Put another important way, from FY94 to FY12, state GF spending as a fraction of the Nevada economy and relative to the incomes of Nevada families and businesses grew by nearly 20%; for K-12 state spending the excess growth was almost 35% and for HHS it was 27.5%. Thus, Nevada taxpayers – families and businesses – have been required by tax and spending increases in the last decade to increasingly fund K-12 and HHS, even as their own incomes stagnated and then declined. In addition to taxpayer largesse, K-12 and HHS were aided by real cuts to higher education, public safety, infrastructure, etc.
The real burden on Nevada taxpayers has grown even though Nevada is not a low-tax state, as tax-and-spend advocates claim it is.
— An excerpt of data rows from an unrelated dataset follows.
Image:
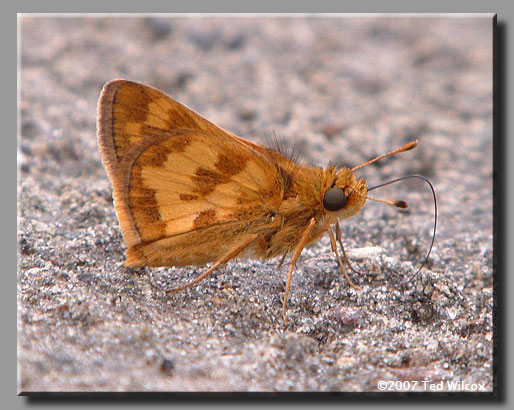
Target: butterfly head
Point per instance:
(346, 195)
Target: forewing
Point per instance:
(175, 173)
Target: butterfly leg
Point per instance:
(333, 244)
(298, 250)
(345, 258)
(249, 240)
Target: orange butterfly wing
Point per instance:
(184, 189)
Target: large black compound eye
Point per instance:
(334, 199)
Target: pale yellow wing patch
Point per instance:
(197, 187)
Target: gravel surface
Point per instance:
(342, 90)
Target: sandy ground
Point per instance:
(342, 90)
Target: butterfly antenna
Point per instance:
(406, 147)
(435, 218)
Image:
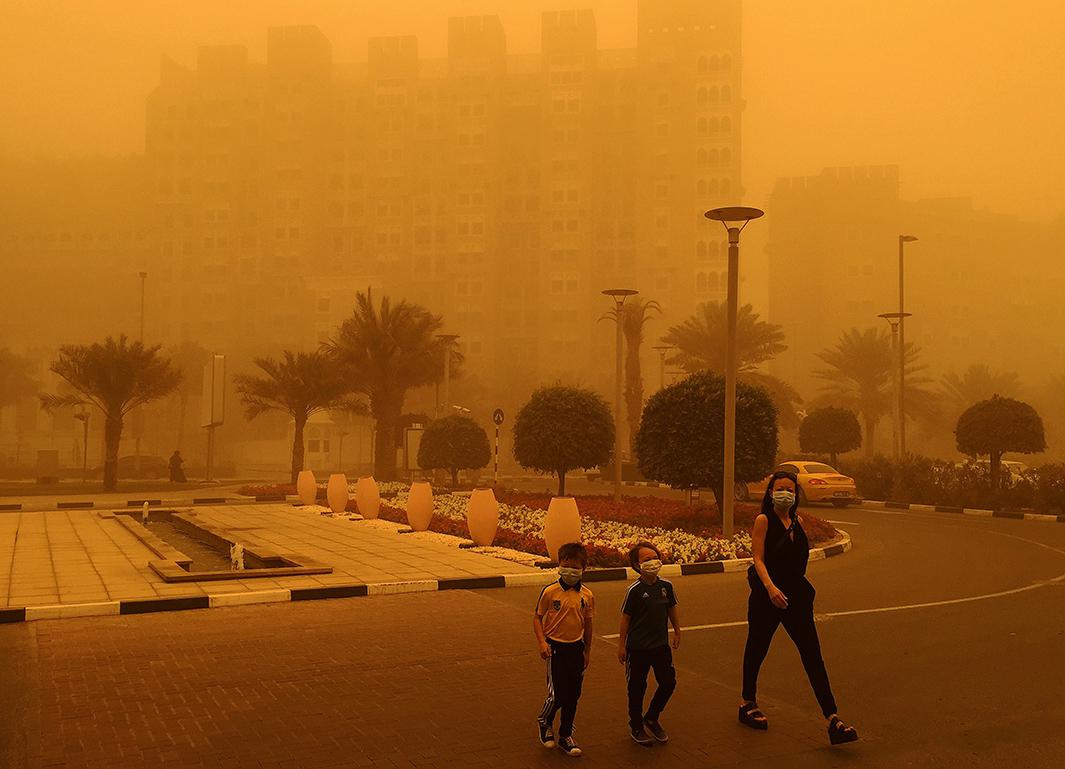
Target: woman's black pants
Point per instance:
(798, 620)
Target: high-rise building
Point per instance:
(502, 191)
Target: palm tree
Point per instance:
(299, 385)
(116, 377)
(701, 344)
(859, 378)
(190, 359)
(634, 317)
(16, 378)
(388, 349)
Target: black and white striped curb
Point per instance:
(976, 512)
(142, 606)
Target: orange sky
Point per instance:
(967, 97)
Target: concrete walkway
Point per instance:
(80, 557)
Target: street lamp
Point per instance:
(619, 296)
(662, 349)
(902, 346)
(730, 217)
(448, 340)
(144, 278)
(896, 320)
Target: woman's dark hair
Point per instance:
(634, 554)
(573, 551)
(767, 500)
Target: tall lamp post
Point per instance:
(619, 296)
(138, 412)
(448, 340)
(896, 320)
(731, 218)
(83, 418)
(661, 349)
(903, 240)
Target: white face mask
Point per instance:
(784, 498)
(570, 576)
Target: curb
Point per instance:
(973, 511)
(143, 606)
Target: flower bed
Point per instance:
(608, 530)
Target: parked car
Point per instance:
(817, 483)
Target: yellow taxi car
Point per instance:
(817, 483)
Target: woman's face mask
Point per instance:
(570, 576)
(784, 498)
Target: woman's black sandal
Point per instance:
(839, 732)
(751, 716)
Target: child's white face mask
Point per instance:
(570, 576)
(651, 568)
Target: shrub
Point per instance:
(454, 443)
(563, 428)
(830, 430)
(680, 441)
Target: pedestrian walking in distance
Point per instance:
(177, 473)
(643, 643)
(562, 623)
(781, 594)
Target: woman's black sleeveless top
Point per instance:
(786, 559)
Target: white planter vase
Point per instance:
(420, 506)
(561, 525)
(482, 517)
(367, 497)
(337, 493)
(307, 487)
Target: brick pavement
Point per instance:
(423, 681)
(78, 557)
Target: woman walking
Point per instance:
(781, 594)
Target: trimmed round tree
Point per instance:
(563, 428)
(454, 443)
(681, 440)
(830, 430)
(996, 426)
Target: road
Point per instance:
(943, 637)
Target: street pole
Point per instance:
(896, 320)
(619, 296)
(661, 349)
(138, 414)
(727, 215)
(448, 340)
(902, 345)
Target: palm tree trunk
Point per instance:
(112, 437)
(387, 411)
(297, 448)
(870, 435)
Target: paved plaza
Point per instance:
(65, 557)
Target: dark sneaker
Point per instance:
(656, 731)
(569, 746)
(546, 736)
(641, 737)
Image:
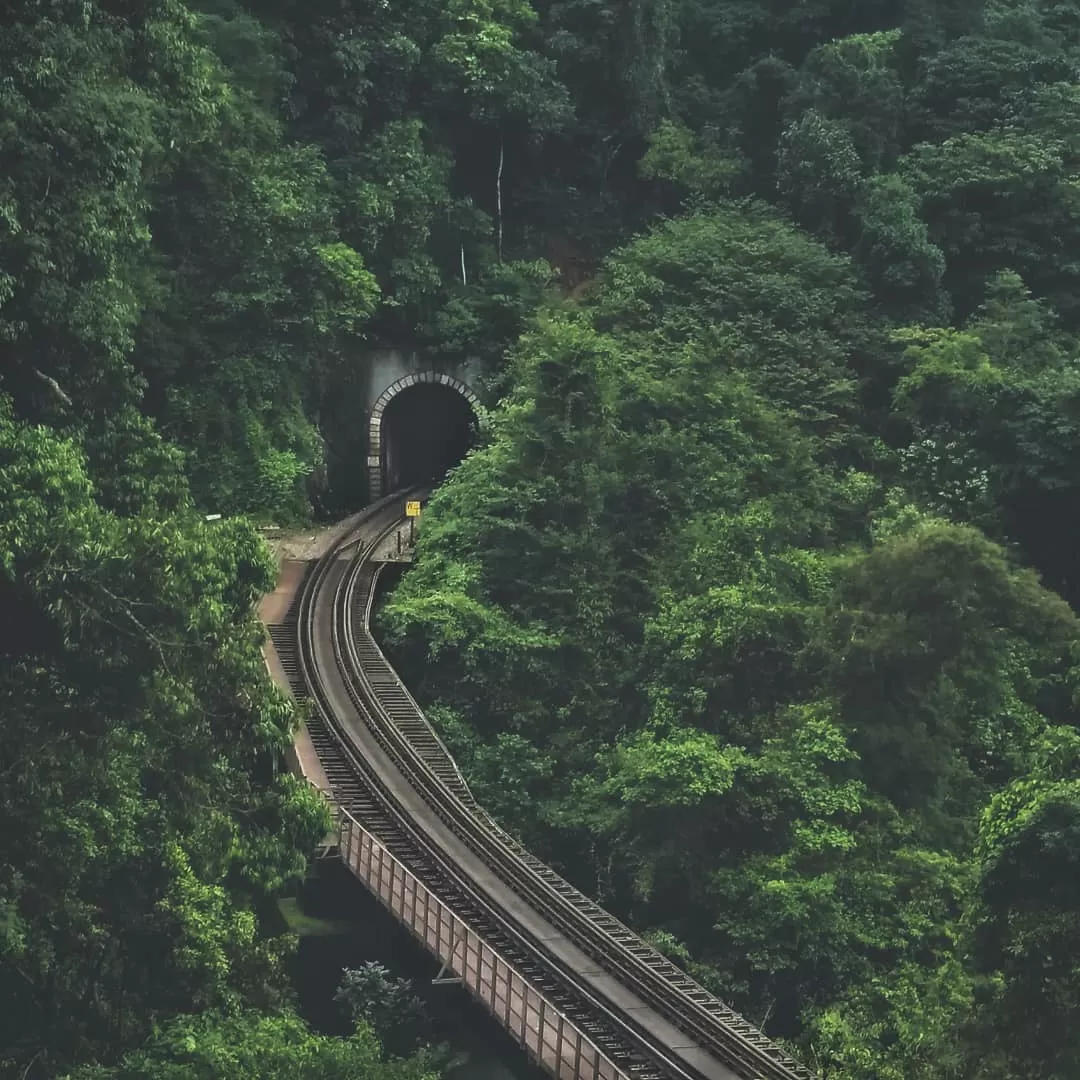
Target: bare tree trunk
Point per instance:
(498, 198)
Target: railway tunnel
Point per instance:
(420, 430)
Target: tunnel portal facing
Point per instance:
(420, 426)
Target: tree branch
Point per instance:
(53, 385)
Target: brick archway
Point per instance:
(375, 423)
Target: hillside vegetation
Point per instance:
(754, 611)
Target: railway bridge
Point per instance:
(577, 989)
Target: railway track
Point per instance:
(381, 734)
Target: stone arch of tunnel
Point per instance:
(421, 426)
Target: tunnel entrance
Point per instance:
(426, 430)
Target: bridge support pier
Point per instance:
(443, 980)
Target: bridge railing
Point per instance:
(532, 1021)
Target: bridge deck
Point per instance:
(603, 984)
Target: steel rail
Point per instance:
(372, 801)
(433, 774)
(728, 1036)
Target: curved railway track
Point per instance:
(389, 769)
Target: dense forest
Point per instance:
(753, 610)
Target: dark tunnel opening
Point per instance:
(427, 430)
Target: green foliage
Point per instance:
(142, 818)
(750, 674)
(373, 996)
(254, 1047)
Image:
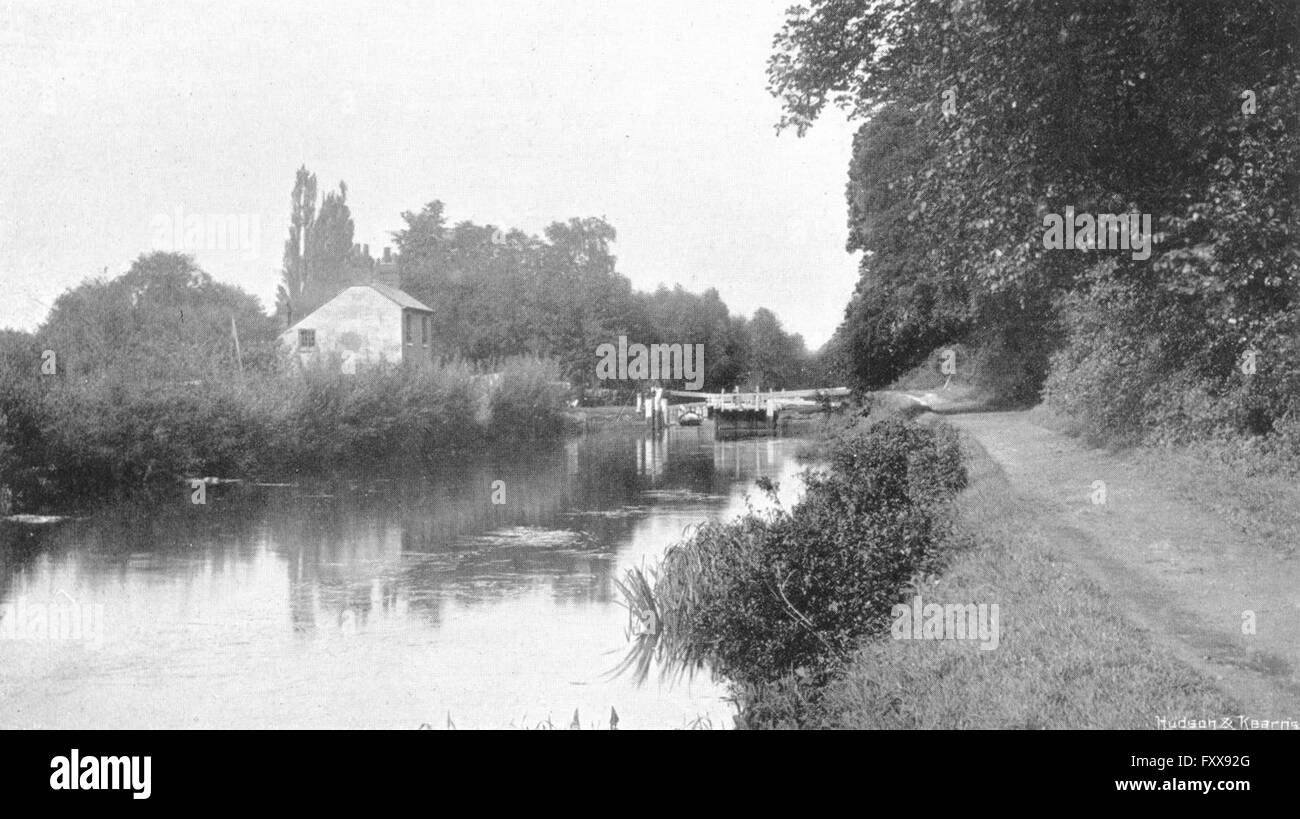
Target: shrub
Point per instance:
(527, 399)
(792, 592)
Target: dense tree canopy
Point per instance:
(982, 117)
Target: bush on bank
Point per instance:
(116, 430)
(781, 593)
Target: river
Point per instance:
(373, 601)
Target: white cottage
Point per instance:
(363, 325)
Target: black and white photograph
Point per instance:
(664, 365)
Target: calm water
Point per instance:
(378, 601)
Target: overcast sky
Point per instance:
(651, 115)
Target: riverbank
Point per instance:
(65, 442)
(1171, 597)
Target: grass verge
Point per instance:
(1065, 658)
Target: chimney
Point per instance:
(386, 271)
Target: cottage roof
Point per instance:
(401, 298)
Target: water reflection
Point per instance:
(380, 599)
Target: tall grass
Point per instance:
(792, 592)
(116, 432)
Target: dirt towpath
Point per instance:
(1177, 570)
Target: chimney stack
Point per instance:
(386, 271)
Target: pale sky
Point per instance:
(651, 115)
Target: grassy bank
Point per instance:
(72, 440)
(1065, 658)
(793, 609)
(784, 597)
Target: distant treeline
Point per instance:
(498, 291)
(137, 382)
(982, 120)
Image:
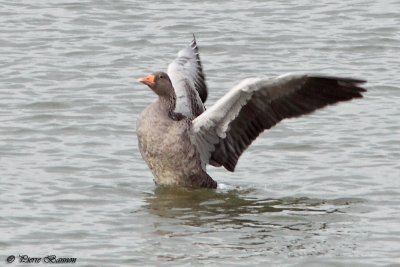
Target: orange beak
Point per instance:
(149, 80)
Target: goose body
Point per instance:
(178, 137)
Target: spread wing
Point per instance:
(187, 77)
(226, 129)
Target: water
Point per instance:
(319, 190)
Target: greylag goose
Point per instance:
(178, 137)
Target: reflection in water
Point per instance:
(234, 220)
(203, 206)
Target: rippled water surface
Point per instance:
(322, 190)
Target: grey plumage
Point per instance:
(178, 137)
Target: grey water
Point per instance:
(320, 190)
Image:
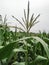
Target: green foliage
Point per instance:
(23, 48)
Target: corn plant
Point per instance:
(28, 24)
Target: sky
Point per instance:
(16, 8)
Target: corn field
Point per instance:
(23, 47)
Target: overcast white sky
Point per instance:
(16, 7)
Nevada’s total state and local tax burden falls in the middle range — 24th to 26th — for the 50 states, according to the Federation of Tax Administrators, using federal agencies’ data. Since extensive research shows that the government fractions of our economy are already sub-optimally large (that is, contrary to the broad public interest), no tax increases can be justified. Instead, modest re-allocation of current levels of public spending in favor of higher education, public safety, etc. are in order, if not overall cuts in state spending relative to our economy.
Improving education is very important. However, instead of adopting low- and no-cost changes in policies and practices that are available and have been demonstrated effective in improving it, we have continuously thrown more money at special interests (teachers’ unions) and untested (and unsuccessful) trendy programs advocated by the educrats – mainly with the real goal of increasing teacher-union numbers and power.
What we need now is the adults to step forward, dismiss the demagogic rhetoric and misleading budget-cut claims, embrace the real and central facts (starting with those presented here), and propose sober and constructive solutions. We don’t need yet more tax increases to feed the public-employee unions that will be as selfishly predatory upon the public interest as legislatures, administrations, school districts, etc. allow them to be.
Ron Knecht is Nevada State Controller.